Dyson peels away the superficial image of King the man to reveal a complex human being whose work was far from finished or totally understood. "In the last thirty years we have trapped King in romantic images or frozen his legacy in worship," he writes. "I seek to rescue King from his admirers and deliver him from his foes." To that end, Dyson takes aim at neoconservatives like Shelby Steele, who spin King's multiracial dreams into a right-wing call to end affirmative action, and goes after black militants who thought King was "soft" and overlooked the power of his "black radical Christianity." He also criticizes the government's co-opting of King's philosophy in a holiday, as well as what he calls the King family's well-meaning, but destructive, attempts to protect King's legacy. Dyson forces us to accept King for all of his faults--including plagiarism and womanizing--but more importantly allows us to see a real human being who rose to the height of humanity. --Eugene Holley, Jr.

Yes, I am co opting the holiday of Martin Luther and Black History month for my own nefarious ends. But that's why I'm reading this book, to help open up my eyes and see King as he was and how he would want to be remembered.

Incidents in the Life of a Slave Girl by Harriet Jacobs

This autobiographical account by a former slave is one of the few extant narratives written by a woman. Written and published in 1861, it delivers a powerful portrayal of the brutality of slave life. Jacobs speaks frankly of her master's abuse and her eventual escape, in a tale of dauntless spirit and faith.

A Testament of Hope: The Essential Writings and Speeches of Martin Luther King, Jr. Edited by James M. Washington

I may add a few more, but for now this is a good start...granted I won't be able to read all of the writings of Martin Luther King, Jr. but I hope to get a good sampling in!

This challenge is really for myself to keep me motivated and accountable and a place to ramble about my discoveries...but feel free to join in if you want to and grab the button and link back here. This will run through til the end of February! Wish me luck!

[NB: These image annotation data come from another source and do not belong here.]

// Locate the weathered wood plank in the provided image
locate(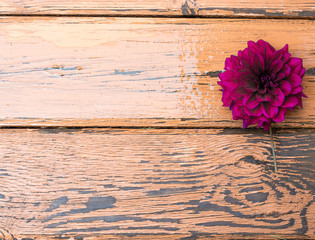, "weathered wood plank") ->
[0,0,315,17]
[0,129,315,239]
[0,17,315,127]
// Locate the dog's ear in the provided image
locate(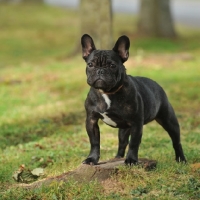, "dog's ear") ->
[113,35,130,63]
[81,34,96,60]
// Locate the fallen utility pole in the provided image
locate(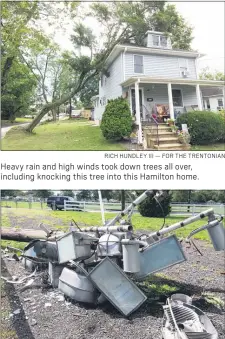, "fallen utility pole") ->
[1,228,65,242]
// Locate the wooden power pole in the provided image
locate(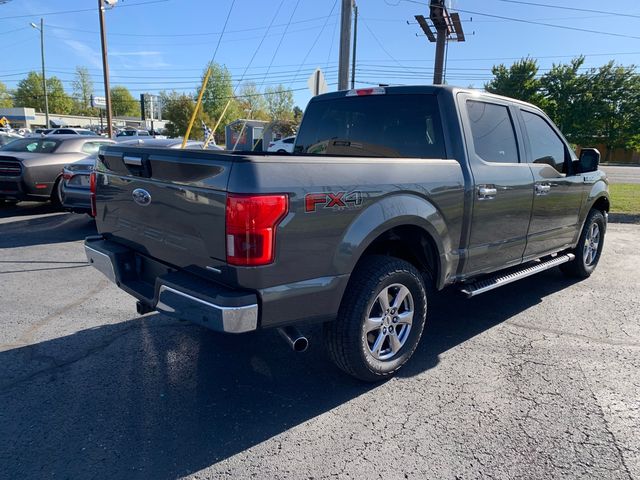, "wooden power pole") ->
[415,0,465,85]
[98,0,113,138]
[338,0,353,90]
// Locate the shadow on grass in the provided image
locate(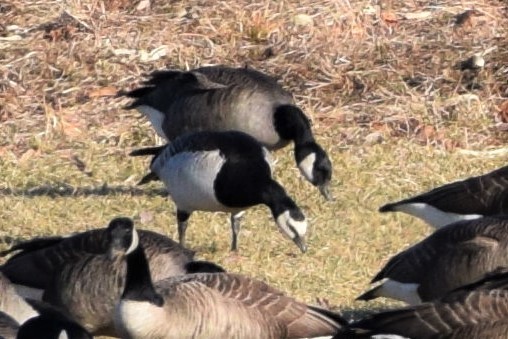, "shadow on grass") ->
[0,183,167,198]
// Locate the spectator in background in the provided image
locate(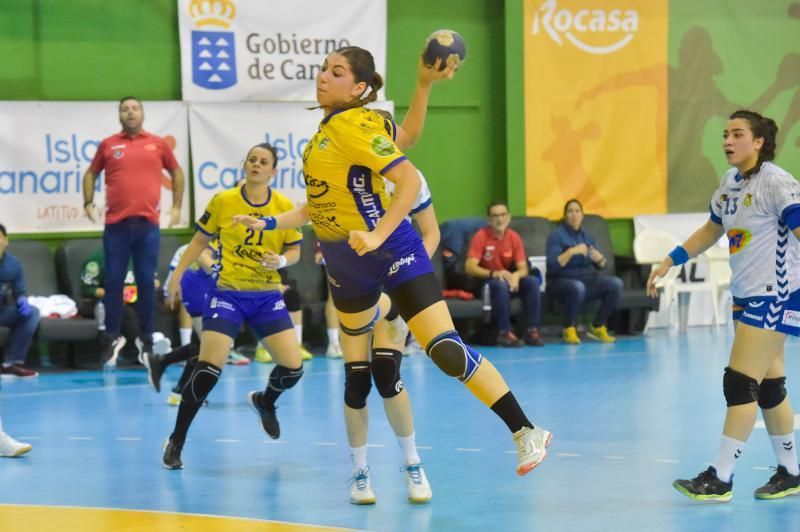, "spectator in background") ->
[83,96,184,361]
[466,201,544,347]
[80,247,152,367]
[547,199,622,344]
[0,224,39,378]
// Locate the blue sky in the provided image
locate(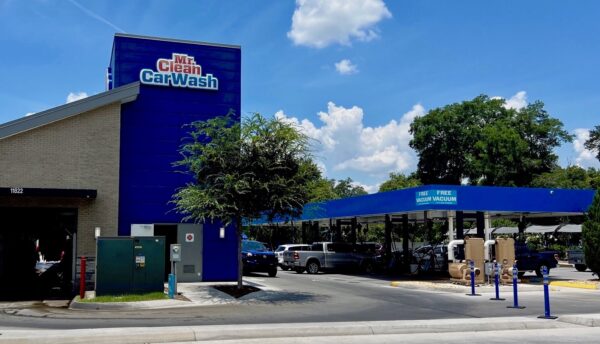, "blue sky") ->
[0,0,600,190]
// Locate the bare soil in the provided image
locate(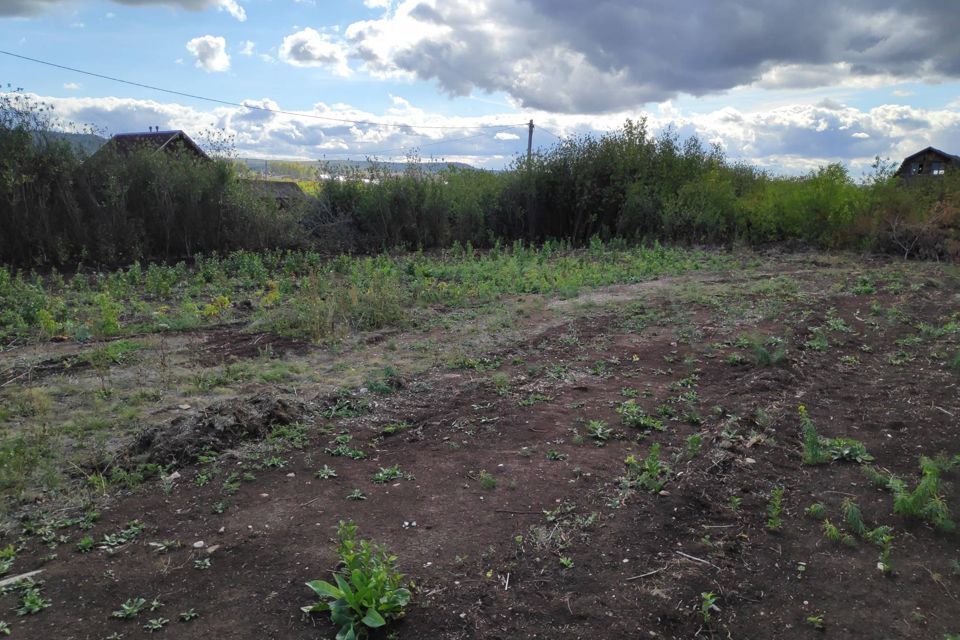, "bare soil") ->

  1. What a great idea! You've got some excellent books chosen.

  2. That's a great way to celebrate these two 'events'. Good luck. I look forward to seeing what you think.

  3. Great challenge! Good luck with reading the books for the challenge and i cant wait to hear your thoughst on some of the books.

  4. Have you read The Color of Water by James McBride? I really liked it, but one gal in our group said it was the worst book ever. Different strokes ...

  5. P.S. I also found The Known World by Edward Jones to be very interesting -- didn't know that some blacks owned slaves.